Route information
- Maintained by NJDOT and PANYNJ
- Length: 13.33 mi (21.45 km)
- Existed: January 1, 1953–present

Middlesex County section
- Length: 5.15 mi (8.29 km)
- South end: I-95 Toll / N.J. Turnpike / I-287 / CR 514 in Edison
- Major intersections: G.S. Parkway / US 9 in Woodbridge Township; Route 35 / Route 184 / CR 501 in Perth Amboy;
- North end: NY 440 in Richmond Valley, NY

Hudson County section
- Length: 8.18 mi (13.16 km)
- South end: NY 440 in Elm Park, NY
- Major intersections: I-78 Toll / Newark Bay Extension in Jersey City; Route 185 in Jersey City;
- North end: US 1-9 Truck / CR 612 in Jersey City;

Location
- Country: United States
- State: New Jersey
- Counties: Middlesex, Hudson

Highway system
- New Jersey State Highway Routes; Interstate; US; State; Scenic Byways;
| ← Route 439 |  | → Route 444 |
| ← Route 168 | Route 169 | → Route 170 |

= New Jersey Route 440 =

State highway in Hudson and Middlesex counties in New Jersey, United States

Route 440 is a state highway in New Jersey, United States.

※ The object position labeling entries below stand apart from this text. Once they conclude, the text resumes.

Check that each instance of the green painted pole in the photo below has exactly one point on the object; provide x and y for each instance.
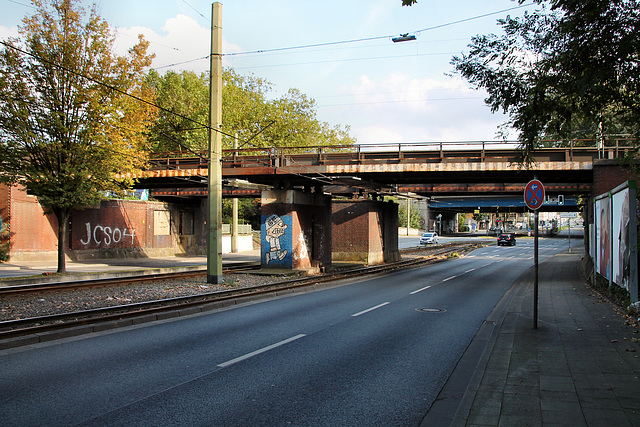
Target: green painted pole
(214, 223)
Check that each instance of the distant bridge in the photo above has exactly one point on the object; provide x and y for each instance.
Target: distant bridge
(421, 170)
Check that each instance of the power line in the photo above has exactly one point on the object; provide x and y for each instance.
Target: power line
(374, 58)
(137, 98)
(374, 38)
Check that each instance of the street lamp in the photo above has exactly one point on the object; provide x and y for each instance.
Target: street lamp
(403, 38)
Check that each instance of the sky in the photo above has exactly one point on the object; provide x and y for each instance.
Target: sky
(387, 93)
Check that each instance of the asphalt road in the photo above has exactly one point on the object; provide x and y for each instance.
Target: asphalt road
(375, 352)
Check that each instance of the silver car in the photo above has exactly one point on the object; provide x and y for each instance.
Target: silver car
(429, 238)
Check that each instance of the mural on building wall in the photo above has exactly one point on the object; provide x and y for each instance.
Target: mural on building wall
(616, 237)
(276, 240)
(604, 244)
(105, 235)
(621, 247)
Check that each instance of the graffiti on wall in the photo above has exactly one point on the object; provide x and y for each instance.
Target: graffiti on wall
(276, 246)
(104, 235)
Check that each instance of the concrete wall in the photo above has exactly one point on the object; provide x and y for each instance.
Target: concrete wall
(365, 231)
(33, 234)
(295, 230)
(608, 174)
(114, 228)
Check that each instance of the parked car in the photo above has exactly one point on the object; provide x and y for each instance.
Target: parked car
(429, 238)
(507, 239)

It comprises two segments, a 5.15 mi freeway in Middlesex County linking Interstate 287 (I-287) and the New Jersey Turnpike (I-95), in Edison to the Outerbridge Crossing in Perth Amboy and an 8.18 mi four-lane divided highway in Hudson County running from the Bayonne Bridge in Bayonne to U.S. Route 1-9 Truck (US 1-9 Truck) in Jersey City. These two segments are connected by New York State Route 440 (NY 440), which runs across Staten Island. The freeway portion in Middlesex County is six lanes wide and intersects the Garden State Parkway and US 9 in Woodbridge Township.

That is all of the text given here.